Rounding out the Canadian docs is Eastern Anthems by Jean-Jacques Martinod and Matthew Wolkow, a Canada/U.S./Ecuador copro that shows the return of a species of cicada that only emerges every 17 years to an America that may also be starting a new cycle of life.
The field also includes a pair of France/Belgium coproductions: Kouté Vwa by Maxime Jean-Baptiste, which uses a man’s return to his grandmother’s home in French Guiana as a means to consider the legacy of colonialism and slavery; and Samira El Mouzghibati’s Les Miennes, which focuses on the complexities of mother-daughter relationships within a family of Moroccan origin.
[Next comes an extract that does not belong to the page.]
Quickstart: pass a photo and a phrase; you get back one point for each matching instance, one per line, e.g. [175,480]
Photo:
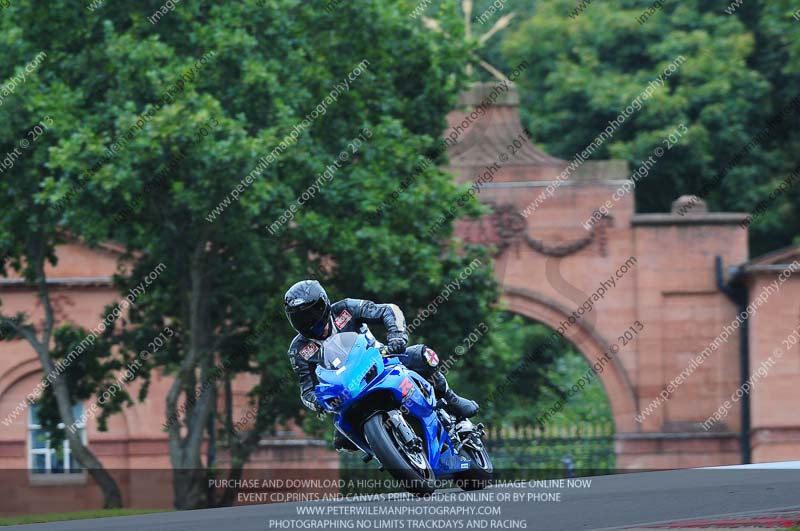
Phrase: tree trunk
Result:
[190,488]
France is also represented by Up the River with Acid by Harold Hutter, an exploration of memory, resilience, and the passage of time as experienced through the lives of the filmmaker’s parents; and the Chile/Argentina/France copro An Oscillating Shadow by Celeste Rojas Mugica, in which the director and her father, a dissident photographer in the Pinochet years, revive an intertwined personal and political history through a sensory journey.
Rounding out the selection is The Undergrowth (Spain) by Macu Machín, a portrait of the relationship of three sisters living in the Canary Islands; and Rising Up at Night (Congo/Belgium/Germany/Burkina Faso) from Nelson Makengo, which depicts the daily struggles of the people of Kinshasa to restore electricity.
The winner of the competition will be determined by a jury made of representatives from international festivals, comprising Paula Astorga of Docslisboad (Portugal), Maximiliano Cruz of FICUNAM (Mexico), and Antoine Thirion of Cinéma de réel (France).
The full 2024 lineup for RIDM will be unveiled on Oct. 30.